In sintesi ciò che viene in rilievo, per definire la nozione di sistema informatico, è l’attitudine della macchina (hardware) ad organizzare ed elaborare dati, in base ad un programma (software), per il perseguimento di finalità eterogenee. Nella definizione che qui interessa, dunque, alla funzione di registrazione e di memorizzazione dei dati, anche elettronica, si affianca l’attività di elaborazione e di organizzazione dei dati medesimi.
Così, dunque, definito il sistema informatico la cui tutela è assicurata dalla norma in esame, si osserva che nelle sentenze di merito, non viene spiegato congruamente e logicamente, come la macchina cambiamonete sia qualificabile sistema informatico.
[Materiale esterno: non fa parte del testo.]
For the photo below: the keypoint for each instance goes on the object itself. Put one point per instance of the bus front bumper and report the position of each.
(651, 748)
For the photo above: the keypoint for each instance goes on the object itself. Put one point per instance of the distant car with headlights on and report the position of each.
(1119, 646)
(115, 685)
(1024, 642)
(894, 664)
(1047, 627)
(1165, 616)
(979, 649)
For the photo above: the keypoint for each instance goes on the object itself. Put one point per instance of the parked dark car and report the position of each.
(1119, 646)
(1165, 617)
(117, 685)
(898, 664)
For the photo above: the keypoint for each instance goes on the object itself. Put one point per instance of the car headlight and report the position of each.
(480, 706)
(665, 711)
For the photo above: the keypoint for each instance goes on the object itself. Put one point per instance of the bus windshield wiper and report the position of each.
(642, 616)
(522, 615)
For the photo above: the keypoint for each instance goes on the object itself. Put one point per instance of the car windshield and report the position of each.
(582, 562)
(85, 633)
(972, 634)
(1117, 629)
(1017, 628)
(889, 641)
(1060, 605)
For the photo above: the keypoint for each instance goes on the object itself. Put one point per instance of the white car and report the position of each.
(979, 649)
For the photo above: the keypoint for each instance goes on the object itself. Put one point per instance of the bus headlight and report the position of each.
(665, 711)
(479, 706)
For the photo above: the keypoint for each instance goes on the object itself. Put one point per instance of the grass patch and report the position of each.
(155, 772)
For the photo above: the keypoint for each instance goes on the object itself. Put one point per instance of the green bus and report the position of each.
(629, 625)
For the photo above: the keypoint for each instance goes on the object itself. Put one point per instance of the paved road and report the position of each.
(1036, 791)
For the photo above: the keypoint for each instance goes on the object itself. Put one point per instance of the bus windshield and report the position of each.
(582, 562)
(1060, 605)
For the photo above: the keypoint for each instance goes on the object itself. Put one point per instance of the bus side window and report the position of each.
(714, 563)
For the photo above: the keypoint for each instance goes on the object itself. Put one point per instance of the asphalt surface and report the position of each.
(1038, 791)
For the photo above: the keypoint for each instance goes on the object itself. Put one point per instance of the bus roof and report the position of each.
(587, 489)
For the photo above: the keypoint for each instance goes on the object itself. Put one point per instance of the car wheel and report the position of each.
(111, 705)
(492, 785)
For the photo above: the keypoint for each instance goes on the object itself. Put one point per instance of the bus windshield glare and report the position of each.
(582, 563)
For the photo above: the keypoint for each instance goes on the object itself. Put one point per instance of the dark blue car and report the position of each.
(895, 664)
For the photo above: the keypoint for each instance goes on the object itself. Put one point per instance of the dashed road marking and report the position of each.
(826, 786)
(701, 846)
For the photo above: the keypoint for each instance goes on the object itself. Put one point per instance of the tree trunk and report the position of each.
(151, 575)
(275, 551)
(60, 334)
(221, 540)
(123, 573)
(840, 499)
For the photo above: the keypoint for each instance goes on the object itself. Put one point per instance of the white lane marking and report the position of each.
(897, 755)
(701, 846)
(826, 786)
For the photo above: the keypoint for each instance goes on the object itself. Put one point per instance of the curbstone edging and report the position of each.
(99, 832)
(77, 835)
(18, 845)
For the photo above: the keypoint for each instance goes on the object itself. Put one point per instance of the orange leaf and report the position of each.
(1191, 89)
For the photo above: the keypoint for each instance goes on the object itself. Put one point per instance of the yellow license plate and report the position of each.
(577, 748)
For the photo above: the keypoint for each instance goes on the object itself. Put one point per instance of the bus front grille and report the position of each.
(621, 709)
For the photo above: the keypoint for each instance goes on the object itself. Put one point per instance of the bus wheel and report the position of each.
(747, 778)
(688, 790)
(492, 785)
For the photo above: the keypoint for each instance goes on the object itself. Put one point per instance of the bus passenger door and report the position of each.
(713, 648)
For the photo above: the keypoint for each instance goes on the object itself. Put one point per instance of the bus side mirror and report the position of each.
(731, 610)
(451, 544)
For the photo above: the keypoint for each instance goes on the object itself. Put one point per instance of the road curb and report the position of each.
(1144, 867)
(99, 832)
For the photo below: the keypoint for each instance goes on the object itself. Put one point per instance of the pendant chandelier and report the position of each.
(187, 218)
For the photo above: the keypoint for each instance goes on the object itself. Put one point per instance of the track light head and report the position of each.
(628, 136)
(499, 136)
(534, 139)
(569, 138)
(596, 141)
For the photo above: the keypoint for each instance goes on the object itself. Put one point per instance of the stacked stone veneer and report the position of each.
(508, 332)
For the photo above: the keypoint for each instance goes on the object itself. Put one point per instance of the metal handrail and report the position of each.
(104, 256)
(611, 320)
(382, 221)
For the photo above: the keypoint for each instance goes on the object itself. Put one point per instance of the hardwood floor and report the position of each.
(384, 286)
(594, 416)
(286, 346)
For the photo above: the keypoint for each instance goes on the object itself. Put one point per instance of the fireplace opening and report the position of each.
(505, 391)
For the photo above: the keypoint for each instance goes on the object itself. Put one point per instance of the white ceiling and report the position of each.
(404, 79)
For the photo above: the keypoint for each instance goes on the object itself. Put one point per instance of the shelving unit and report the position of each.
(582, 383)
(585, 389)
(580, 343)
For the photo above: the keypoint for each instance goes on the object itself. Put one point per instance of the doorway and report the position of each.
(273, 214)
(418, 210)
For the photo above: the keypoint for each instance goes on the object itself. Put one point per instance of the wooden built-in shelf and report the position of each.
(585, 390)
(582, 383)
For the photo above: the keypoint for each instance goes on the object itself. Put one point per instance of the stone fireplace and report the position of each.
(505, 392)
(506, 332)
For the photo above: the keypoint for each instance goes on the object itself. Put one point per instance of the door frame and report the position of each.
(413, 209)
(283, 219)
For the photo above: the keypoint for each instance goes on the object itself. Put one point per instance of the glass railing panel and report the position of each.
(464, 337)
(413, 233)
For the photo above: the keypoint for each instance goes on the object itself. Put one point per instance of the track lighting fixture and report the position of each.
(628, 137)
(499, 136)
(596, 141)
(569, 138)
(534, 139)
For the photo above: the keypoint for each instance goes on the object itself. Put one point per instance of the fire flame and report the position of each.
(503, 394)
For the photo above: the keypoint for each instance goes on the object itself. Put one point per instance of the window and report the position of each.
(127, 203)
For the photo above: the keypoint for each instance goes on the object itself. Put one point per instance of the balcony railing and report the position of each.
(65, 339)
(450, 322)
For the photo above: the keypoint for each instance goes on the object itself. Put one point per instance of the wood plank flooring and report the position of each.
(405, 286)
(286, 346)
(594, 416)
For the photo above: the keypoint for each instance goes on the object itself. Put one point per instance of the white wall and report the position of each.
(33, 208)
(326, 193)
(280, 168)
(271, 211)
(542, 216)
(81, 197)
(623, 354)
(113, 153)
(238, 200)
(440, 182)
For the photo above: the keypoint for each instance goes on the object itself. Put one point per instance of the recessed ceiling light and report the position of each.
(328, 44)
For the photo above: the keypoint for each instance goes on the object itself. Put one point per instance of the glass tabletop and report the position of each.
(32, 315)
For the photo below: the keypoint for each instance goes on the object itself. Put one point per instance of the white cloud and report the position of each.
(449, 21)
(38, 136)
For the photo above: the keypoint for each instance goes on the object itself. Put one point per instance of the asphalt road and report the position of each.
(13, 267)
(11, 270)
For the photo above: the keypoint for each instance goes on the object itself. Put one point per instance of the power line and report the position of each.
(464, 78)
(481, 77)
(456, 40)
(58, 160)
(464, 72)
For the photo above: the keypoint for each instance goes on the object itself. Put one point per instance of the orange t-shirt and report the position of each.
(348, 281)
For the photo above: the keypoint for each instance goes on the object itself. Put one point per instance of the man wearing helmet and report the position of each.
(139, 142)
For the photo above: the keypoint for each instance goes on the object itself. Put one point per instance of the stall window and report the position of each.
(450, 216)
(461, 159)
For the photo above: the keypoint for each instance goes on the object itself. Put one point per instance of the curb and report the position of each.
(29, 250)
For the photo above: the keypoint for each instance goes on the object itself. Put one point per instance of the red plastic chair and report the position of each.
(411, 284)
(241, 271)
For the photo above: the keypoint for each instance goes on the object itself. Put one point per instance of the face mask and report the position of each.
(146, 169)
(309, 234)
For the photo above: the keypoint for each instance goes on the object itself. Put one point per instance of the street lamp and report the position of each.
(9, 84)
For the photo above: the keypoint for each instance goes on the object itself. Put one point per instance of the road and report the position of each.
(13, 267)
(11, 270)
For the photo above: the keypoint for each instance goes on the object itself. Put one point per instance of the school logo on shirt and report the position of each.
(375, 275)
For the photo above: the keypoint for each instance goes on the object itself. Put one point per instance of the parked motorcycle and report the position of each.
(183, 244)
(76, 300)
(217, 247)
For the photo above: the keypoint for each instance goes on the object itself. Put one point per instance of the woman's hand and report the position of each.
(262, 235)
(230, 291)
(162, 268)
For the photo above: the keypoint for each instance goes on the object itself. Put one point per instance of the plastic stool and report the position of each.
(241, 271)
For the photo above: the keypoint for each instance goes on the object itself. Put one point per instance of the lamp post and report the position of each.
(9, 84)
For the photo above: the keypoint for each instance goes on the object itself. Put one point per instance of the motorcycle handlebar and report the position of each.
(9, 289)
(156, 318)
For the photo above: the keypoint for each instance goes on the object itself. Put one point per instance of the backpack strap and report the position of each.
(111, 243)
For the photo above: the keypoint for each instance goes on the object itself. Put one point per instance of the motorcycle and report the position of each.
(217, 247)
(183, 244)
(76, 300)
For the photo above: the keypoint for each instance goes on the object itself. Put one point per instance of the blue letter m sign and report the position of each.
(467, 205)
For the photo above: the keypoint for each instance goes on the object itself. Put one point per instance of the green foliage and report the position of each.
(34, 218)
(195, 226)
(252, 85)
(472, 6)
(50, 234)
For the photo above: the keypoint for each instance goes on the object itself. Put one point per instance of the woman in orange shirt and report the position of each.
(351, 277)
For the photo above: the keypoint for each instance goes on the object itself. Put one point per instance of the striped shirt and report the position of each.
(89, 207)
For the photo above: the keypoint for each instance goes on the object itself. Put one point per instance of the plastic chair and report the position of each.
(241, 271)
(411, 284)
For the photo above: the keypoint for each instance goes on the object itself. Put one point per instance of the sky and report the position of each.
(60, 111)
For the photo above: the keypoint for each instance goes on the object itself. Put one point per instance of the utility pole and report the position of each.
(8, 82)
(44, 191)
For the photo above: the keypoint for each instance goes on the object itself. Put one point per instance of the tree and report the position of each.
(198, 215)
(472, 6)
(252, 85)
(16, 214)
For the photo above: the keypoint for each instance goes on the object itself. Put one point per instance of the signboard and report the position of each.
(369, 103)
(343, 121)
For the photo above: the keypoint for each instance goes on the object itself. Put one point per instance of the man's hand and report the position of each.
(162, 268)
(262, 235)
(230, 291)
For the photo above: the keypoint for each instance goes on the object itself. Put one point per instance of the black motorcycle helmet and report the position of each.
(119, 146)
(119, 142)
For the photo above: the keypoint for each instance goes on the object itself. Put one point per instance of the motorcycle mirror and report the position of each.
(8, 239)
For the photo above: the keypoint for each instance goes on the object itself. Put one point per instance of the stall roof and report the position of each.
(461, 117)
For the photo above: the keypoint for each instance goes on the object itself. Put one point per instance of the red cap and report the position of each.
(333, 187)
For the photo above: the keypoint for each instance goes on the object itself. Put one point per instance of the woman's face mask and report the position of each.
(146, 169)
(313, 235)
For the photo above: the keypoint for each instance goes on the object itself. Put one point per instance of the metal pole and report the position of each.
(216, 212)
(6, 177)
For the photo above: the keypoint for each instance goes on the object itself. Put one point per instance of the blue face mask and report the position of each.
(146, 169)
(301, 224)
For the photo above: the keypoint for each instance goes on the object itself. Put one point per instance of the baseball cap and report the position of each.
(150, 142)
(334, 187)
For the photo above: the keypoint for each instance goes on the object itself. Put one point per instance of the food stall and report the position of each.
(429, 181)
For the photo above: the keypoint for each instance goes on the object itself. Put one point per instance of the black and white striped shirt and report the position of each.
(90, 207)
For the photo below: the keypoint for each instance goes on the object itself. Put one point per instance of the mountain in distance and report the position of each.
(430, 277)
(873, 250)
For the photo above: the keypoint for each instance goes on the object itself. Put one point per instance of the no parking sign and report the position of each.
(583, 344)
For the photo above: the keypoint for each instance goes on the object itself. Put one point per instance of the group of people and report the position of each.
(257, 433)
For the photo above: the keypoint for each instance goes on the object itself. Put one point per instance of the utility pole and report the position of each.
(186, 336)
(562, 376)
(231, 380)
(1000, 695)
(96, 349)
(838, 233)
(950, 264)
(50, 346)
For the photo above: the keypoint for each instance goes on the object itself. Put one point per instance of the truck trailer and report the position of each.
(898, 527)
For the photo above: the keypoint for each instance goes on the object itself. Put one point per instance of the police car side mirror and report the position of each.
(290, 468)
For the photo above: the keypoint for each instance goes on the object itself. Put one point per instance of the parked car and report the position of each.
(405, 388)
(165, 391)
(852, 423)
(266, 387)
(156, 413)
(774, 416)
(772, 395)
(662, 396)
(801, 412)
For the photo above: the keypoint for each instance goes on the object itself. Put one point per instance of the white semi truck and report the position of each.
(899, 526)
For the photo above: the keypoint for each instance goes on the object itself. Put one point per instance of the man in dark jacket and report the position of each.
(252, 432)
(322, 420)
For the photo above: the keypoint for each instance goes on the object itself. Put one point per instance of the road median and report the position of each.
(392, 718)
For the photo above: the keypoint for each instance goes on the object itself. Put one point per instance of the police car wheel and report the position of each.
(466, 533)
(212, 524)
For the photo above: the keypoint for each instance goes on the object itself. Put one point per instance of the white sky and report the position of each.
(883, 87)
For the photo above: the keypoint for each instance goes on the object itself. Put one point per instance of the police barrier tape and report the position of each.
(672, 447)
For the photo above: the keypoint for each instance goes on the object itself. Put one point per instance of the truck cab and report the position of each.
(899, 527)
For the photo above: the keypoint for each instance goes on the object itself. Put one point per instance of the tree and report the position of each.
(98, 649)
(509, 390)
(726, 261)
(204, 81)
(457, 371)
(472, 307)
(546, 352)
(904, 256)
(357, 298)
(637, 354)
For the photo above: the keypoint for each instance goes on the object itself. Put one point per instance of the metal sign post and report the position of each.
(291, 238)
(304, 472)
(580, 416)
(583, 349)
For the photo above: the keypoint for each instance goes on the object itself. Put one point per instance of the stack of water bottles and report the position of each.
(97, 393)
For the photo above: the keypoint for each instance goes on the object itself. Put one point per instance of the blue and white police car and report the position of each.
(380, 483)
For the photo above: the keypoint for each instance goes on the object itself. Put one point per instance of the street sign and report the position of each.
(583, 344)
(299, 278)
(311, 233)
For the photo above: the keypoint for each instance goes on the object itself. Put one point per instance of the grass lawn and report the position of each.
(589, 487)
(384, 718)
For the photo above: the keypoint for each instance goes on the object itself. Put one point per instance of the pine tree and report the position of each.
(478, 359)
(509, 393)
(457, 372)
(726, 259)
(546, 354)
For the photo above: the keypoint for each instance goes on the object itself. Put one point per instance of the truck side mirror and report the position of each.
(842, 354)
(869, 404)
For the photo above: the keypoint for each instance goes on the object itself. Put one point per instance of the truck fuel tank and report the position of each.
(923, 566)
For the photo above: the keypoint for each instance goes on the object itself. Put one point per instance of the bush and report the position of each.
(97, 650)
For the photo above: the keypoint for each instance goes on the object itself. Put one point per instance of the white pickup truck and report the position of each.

Alcun accenno, infatti, si rinviene in merito all’attitudine dell’apparecchio cambiamonete ad organizzare ed elaborare i dati, sulla base di un programma, posto che l’apparecchio non viene descritto, né il funzionamento del predetto viene illustrato dai giudici di merito, che limitano la descrizione, al congegno trovato in possesso dell’imputato, indicato come capace di incidere sul funzionamento della macchina cambiamonete.
2.2. Circa il secondo motivo si osserva che le sentenze di merito, come dedotto, fondano soltanto sulla deposizione di un teste di polizia giudiziaria, non su accertamenti peritali, per la verità mai richiesti nemmeno dal ricorrente, la ritenuta idoneità dell’apparecchio, trovato in possesso dell’imputato, ad alterare il funzionamento delle macchine cambiamonete.
Sul punto va osservato che il delitto, per il quale in ricorrente ha riportato condanna, è reato di pericolo.
Del resto nemmeno il ricorrente assume che sia stata mai chiesta e non espletata, nel dibattimento, perizia sul funzionamento dell’apparecchio sequestrato all’imputato.
Tuttavia i giudici di merito espongono, con ragionamento carente dal punto di vista della motivazione ed anche per quanto concerne la logicità del percorso seguito, che il teste di polizia giudiziaria, esaminato sul punto, aveva dato conto dell’avvenuta verifica, circa il funzionamento dell’apparecchio sequestrato, il quale era risultato idoneo ad alterare il funzionamento di una calcolatrice reperita in ufficio.
Ciò senza spiegare, in alcuna parte della motivazione, per quale ragione la calcolatrice risultata alterata debba considerarsi sistema informatico protetto ai sensi dell’art. 615-quinquies cod. pen., peraltro equiparabile alla macchina cambiamonete, la cui alterazione è, invece, contestata nell’imputazione.
3. La sentenza impugnata, dunque, va annullata con rinvio ad altra sezione della Corte di appello di Brescia perché siano eliminate le carenze motivazionali evidenziate, relative alle ragioni per le quali la macchina cambiamonete sia qualificabile sistema informatico, nonché circa le capacità, del congegno trovato in possesso dell’imputato, di alterare il funzionamento della macchina cambiamonete.
P.Q.M.
Annulla la sentenza impugnata, con rinvio ad altra sezione della Corte di appello di Brescia per nuovo esame.